11 May 2001
Claims by a University of Dundee researcher that Australian servicemen were used as guinea pigs in British nuclear weapons trials are attracting massive interest from the Australian media today (Friday11/5).
Ms Sue Rabbit Roff senior research fellow at the University's department of medical education claims that she has found evidence that Australian personnel were used to test the capacity of certain clothing to protect against radioactivity in the 1950s. The claim is based on a document Ms Roff - who has long campaigned on this subject - has unearthed from the National Archives of Australia.
She said: "This document lists 24 Australian personnel who were used directly for clothing trial experiments to see what sort of clothing would be more protective to men in a nuclear war situation.

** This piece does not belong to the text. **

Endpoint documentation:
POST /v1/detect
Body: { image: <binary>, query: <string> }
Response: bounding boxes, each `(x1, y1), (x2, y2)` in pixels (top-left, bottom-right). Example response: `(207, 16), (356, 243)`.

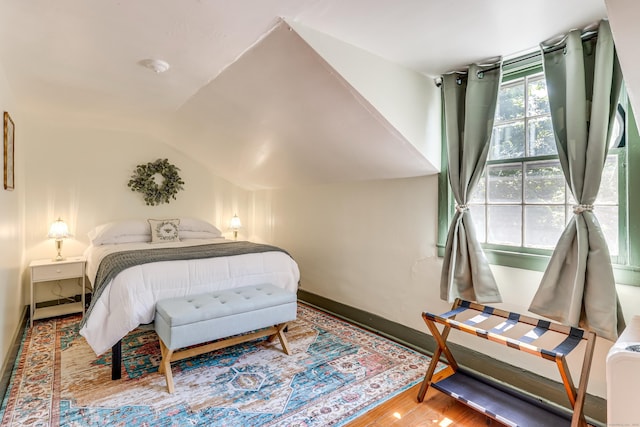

"The men were asked to wear particular types of clothing and to crawl and walk through ground zero some hours and days after the detonation of nuclear and atomic weapons at Maralinga.
"This puts the lie to the British Government's claim that they never used humans for guinea pig-type experiments in nuclear weapons trials in Australia - a claim they made very strongly and ferociously in the court at Strasbourg in 1997.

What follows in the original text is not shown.